I NEED THIS JOB LIKE I NEED A HOLE IN MY HEAD // BY JACK CUMMINGS III
One of the many gifts of being a director is getting to work closely with actors. And occasionally, if you’re lucky, you meet an actor who truly defies expectation. For me, her name was Irma St. Paule.
The year was 2006 and we were doing a revival of Tad Mosel’s All The Way Home. In the play, there is a character named Great-Great-Granmaw who is stated to be 104 years old. She has no lines but in her one scene, her presence steers the play emotionally onto a course from which it never looks back. I knew finding an actress to play this role was going to be tricky. I came across Irma’s headshot in my files and immediately believed here was a woman who could actually be 104 (that’s how old she looked). I showed it to Nora Brennan, my casting director, and said, “This lady’s probably dead but let’s just see if her phone number still works.” Nora looked at me and dryly said, “No need to do that, she submitted herself.”
Irma accepted the role of Great-Great-Granmaw on the spot but then later became cranky when she realized she had no lines, demanding I add lines for her. I attempted to explain that this play was written in 1960, had won The Pulitzer Prize, and that her entire scene was built around the single fact that the character no longer possesses the power of speech. She vaguely accepted what I said. Vaguely.
A few days before the first rehearsal, I called Irma just to make sure everything was on track. She was irritated to hear from me and again started to give me the business about having no lines, threatening for the umpteenth time not to do the show. Her crankiness was now starting to wear on me and so I barked back with aggravated exasperation, to put it diplomatically. She sighed, took a pause, and said defeatedly, “Is there any way I can get out of this? I need this job like I need a hole in my head.” “No,” I replied quietly, “I need you to do this show.” She begrudgingly took down the address of the rehearsal space and promptly hung up on me.
I was relieved to see Irma walk through the door at the first rehearsal. We all went around the table and introduced ourselves. When it was Irma’s turn, she proclaimed bitterly to the entire room, “I’m the lady with no lines and I’m not sure I’m going to be doing this—I’ll let you know in a few days.” After an extremely awkward pause, the next person bravely introduced themselves and we moved on. Miraculously, I was able to convince Irma to keep showing up. With each rehearsal, I could see it dawning on her the potential power of her scene.
Upon arriving at the theatre for tech, she informed me that she couldn’t use the dressing rooms downstairs because she couldn’t go down “those stairs.” She said “those stairs” as if they were some old relative who had once betrayed her. I said that was okay and that we would set her up backstage. Out of sheer curiosity, I asked her how she handled the stairs in her apartment building since I knew for a fact that she lived in a fifth-floor walk-up. She said, “Once a day darling, once a day.” I looked at her puzzled. She then explained that she only made the trip up and down those five flights once a day—on all fours—when nobody else was around. I was speechless.
Later that week at a run-through, Ellen Weiss, who composed music for the show, said to me after her scene, “Irma needs her own entrance music” and proceeded to compose it on the spot.
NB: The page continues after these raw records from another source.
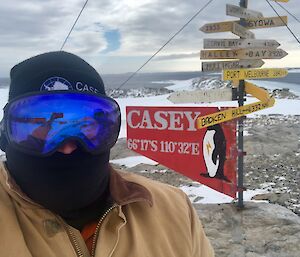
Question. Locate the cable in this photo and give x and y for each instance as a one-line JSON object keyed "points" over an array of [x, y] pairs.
{"points": [[284, 22], [73, 25], [193, 17], [288, 11]]}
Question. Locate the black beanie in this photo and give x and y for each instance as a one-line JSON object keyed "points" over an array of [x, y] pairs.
{"points": [[54, 71]]}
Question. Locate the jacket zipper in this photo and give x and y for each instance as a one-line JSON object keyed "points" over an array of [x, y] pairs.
{"points": [[74, 241], [98, 229]]}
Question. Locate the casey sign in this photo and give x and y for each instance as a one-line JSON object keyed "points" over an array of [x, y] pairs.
{"points": [[169, 135]]}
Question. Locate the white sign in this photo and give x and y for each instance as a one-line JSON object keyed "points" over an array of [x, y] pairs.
{"points": [[240, 12], [210, 43], [200, 96], [224, 65], [241, 31]]}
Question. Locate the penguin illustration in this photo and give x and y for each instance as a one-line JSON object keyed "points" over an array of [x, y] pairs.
{"points": [[214, 152]]}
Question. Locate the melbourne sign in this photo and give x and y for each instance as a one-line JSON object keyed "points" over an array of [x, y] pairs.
{"points": [[169, 135]]}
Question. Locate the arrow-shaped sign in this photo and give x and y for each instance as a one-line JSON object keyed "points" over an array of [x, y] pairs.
{"points": [[200, 96], [241, 31], [225, 26], [240, 12], [284, 1], [254, 74], [222, 65], [211, 43], [267, 22], [217, 27], [250, 53]]}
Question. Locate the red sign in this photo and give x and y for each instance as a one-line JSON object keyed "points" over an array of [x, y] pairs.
{"points": [[169, 136]]}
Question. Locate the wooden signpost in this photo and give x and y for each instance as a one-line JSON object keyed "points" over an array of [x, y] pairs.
{"points": [[242, 74], [247, 53], [241, 31], [240, 12], [238, 64], [252, 23], [210, 43]]}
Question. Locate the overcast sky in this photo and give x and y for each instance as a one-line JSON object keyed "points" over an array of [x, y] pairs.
{"points": [[117, 36]]}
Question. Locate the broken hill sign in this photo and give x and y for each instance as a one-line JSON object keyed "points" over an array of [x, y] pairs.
{"points": [[169, 136]]}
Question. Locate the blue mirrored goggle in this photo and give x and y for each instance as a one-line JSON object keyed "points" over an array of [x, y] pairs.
{"points": [[40, 123]]}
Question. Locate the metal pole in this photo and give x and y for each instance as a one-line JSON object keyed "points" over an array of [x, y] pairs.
{"points": [[241, 94]]}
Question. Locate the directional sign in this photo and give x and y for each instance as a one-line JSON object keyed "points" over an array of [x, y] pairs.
{"points": [[250, 53], [266, 101], [254, 74], [284, 1], [220, 117], [210, 43], [200, 96], [241, 31], [225, 26], [236, 11], [240, 64], [217, 27], [169, 136], [267, 22]]}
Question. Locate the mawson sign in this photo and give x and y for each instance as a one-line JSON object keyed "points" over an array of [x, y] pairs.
{"points": [[169, 136]]}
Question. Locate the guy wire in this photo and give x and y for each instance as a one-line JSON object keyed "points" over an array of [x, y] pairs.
{"points": [[284, 22], [65, 41], [193, 17]]}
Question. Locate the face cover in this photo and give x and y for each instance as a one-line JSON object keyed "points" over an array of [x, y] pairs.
{"points": [[63, 183]]}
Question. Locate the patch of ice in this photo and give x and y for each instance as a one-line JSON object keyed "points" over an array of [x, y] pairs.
{"points": [[133, 161], [208, 195]]}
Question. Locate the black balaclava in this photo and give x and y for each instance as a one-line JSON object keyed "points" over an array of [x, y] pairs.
{"points": [[72, 185]]}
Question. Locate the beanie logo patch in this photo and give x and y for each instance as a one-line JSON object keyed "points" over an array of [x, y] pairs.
{"points": [[56, 83]]}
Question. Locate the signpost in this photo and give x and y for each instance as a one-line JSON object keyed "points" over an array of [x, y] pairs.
{"points": [[200, 96], [209, 43], [169, 136], [239, 64], [247, 53], [245, 49], [200, 142], [241, 31], [217, 27], [241, 12], [268, 22], [253, 23], [254, 74]]}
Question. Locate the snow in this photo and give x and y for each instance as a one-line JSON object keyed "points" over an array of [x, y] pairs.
{"points": [[132, 161], [197, 192]]}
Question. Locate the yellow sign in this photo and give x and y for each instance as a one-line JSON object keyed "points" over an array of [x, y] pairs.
{"points": [[254, 74], [248, 54], [266, 101], [284, 1], [219, 117], [256, 23], [217, 27]]}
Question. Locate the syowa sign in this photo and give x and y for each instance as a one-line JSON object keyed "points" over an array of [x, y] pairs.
{"points": [[169, 135]]}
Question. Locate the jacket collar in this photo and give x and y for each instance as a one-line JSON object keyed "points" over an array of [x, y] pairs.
{"points": [[122, 191]]}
I feel at least once in a career, every actor should have their own entrance music.
A few months after we closed, Irma became ill and ended up at St. Vincent’s. I went to visit her and was relieved to see that despite being sick, she was still her feisty Slavic self. For the first time, I told her exactly how I felt about her: how much I admired her and that she was the secret reason our show worked. She waved her hand at me impatiently and began to argue that it wasn’t her but the young boy who played the lead – she referred to him as “that damn kid.” I waited patiently until she was done and said, “No, it was indeed you.” She then turned to me and said, “I love you.” I said, “I love you too, Irma.” Two days later, Irma died.
Ironically, despite having no lines, Irma walked away with the reviews. One memorable review said that during her scene, the audience “was so hushed the sound of angels’ wings could almost be heard in the auditorium.